Luís ainda aqui se mostra um santo muito ortodoxo, um santo que obedece
às prescrições da igreja. É preciso ver
esses milagres de perto.
Um
santo cristão se define pela qualidade de sua vida e pelos milagres. O exame dos milagres de São Luís relatados
nos anos que precedem ou que se seguem à sua canonização e no momento da canonização
deve esclarecer uma dupla questão: que importância tiveram os milagres na
canonização de São Luís?
Qual
foi o balanço entre sua vida e suas virtudes, de um lado, e suas ações milagrosas,
de outro? São Luís foi original em seus
milagres?
Os
sessenta e cinco milagres do corpus
oficial permitem determinar os tempos, os lugares em que se produziram, as
pessoas que deles se beneficiaram, a natureza desses milagres.
Primeiro
fato essencial, portanto: todos os milagres de São Luís se deram depois de sua
morte. Os biógrafos chamam sempre a
atenção para isso. Geoffrov de Beaulieu
já indicava que os milagres se seguiram ao sepultamento dos ossos em
Saint-Denis: Sepultis igitur ossibus
sacrosanctis divina non defueremagnalia; sed mox mirificavit Dominus sanctum
suum
[...]. Guillaume de Chartres, que
compara o defunto rei ao sol, “um novo sol se levantou no Ocidente” (sol
novus ortus in partibus Occidentis), afirma que “depois
de se pôr”, quer dizer, depois da morte, ele “continuou a brilhar graças à luz
de seus milagres” (post occasum etiam lucere non desinens
miraculorum evidentium claritate). E na bula de canonização de 11 de agosto de
1297, Bonifácio VIII afirma que o Cristo quis que depois da morte o santo rei “brilhasse
pela multiplicidade de seus milagres como tinha resplendido(em vida) pelos
incontáveis méritos”.
...
Com
essa possível exceção, os milagres esperaram pela morte do rei. Mas então se multiplicam. Começam no caminho da volta dos restos
mortais do rei de Túnis para Paris e Saint-Denis. Jean de Vignay assinala até,
já o vimos, dois milagres havidos na Sicília durante o transporte do coração e
das entranhas do rei reclamadas por seu irmão Carlos d’Anjou para seu mosteiro
de Monreale. A lista oficial assinala
dois milagres registrados na passagem da ossada do rei pelo norte da Itália, em
Parma e em Reggio nell’Emilia (milagres 64 e 65 de Guillaume de Sint-Pathus). Outro milagre houve na entrada da ossada do
rei em Paris (milagre 46).

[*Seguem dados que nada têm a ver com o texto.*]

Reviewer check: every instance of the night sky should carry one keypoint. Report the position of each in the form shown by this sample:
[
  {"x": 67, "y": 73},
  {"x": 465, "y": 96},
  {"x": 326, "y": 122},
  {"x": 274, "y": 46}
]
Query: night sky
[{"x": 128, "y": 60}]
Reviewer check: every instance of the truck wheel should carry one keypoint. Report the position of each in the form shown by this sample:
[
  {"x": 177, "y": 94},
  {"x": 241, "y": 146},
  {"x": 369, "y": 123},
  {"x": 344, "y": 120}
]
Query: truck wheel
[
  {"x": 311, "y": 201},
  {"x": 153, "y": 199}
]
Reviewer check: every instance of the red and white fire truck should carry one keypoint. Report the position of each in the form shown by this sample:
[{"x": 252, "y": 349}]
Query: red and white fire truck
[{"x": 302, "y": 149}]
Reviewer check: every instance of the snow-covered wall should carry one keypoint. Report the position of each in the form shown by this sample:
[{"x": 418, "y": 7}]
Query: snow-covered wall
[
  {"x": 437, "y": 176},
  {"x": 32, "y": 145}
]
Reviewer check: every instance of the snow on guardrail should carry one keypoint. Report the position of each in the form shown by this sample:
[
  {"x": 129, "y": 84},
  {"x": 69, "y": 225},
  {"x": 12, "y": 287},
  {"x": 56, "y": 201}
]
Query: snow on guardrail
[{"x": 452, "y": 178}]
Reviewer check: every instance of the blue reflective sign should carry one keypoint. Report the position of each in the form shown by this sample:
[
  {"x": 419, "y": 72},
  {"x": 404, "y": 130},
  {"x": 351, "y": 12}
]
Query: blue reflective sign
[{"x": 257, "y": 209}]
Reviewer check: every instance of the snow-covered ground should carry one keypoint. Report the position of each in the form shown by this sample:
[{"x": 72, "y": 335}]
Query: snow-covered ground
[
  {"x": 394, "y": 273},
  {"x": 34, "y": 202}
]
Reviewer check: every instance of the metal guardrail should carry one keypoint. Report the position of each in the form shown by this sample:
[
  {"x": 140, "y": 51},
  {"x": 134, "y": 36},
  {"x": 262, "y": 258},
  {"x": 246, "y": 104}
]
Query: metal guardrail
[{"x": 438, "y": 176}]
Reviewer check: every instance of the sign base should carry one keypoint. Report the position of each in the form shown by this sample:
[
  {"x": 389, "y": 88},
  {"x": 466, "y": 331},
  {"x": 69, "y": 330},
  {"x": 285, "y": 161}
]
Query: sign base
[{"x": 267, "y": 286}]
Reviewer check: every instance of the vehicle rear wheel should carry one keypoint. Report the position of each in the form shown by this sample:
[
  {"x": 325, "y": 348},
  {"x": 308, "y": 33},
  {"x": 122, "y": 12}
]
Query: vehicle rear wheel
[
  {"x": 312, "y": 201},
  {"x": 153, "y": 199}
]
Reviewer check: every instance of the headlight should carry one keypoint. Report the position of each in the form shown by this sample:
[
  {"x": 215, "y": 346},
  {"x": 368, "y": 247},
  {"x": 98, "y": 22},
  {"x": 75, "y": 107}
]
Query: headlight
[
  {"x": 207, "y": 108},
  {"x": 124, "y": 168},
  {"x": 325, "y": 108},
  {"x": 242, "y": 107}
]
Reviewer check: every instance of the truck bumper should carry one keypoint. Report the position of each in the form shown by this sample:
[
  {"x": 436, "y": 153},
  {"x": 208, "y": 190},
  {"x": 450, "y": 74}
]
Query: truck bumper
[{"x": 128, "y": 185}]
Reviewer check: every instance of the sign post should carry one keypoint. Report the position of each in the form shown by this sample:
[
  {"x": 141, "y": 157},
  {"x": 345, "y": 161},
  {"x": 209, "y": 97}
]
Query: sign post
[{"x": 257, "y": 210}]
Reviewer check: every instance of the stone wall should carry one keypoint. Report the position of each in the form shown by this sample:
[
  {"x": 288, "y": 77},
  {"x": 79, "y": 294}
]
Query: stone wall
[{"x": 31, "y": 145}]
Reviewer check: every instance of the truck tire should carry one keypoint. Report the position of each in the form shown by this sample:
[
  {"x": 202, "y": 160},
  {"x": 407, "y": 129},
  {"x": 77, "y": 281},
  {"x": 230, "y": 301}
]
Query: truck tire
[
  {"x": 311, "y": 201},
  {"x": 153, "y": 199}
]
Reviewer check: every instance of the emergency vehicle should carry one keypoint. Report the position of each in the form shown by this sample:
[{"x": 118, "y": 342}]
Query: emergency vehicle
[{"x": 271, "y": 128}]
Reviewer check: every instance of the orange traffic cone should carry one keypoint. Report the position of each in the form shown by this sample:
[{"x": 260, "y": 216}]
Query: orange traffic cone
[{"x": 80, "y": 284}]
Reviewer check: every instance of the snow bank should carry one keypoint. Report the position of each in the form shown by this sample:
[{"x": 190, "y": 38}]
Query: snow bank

A narrativa
de Guillaume de Saint-Pathus é notavelmente viva:
Quando se anunciou em Paris, na primavera
de 1271, a chegada do rei Felipe III trazendo os ossos de seu pai de Túnis, os
burgueses de Paris iam adiante do cortejo, e, na vanguarda, os artesões de
tecidos [mais de trezentos, segundo Guillaume de Saint-Pathus] que pretendiam
se queixar ao novo rei de um erro que os prejudicara a propósito de uma
determinação de local perto da Porta de Bauddroyer. O grupo vai esperar o cortejo junto ao olmo
de Bonnel [Bonneuil-sur-Marne] pra além de Cristreu [Créteil]. Lá encontram uma mulher que dizia ter vindo da
Borgonha com o filho, um menino de cerca de 8 anos, mortificado por um tumor __
do tamanho de um ovo de gansa __ sob a orelha esquerda. Numerosos santos dos santuários aos quais ela
tinha ido em peregrinação (em particular o santuário de Saint-Éloi-de-Ferrière)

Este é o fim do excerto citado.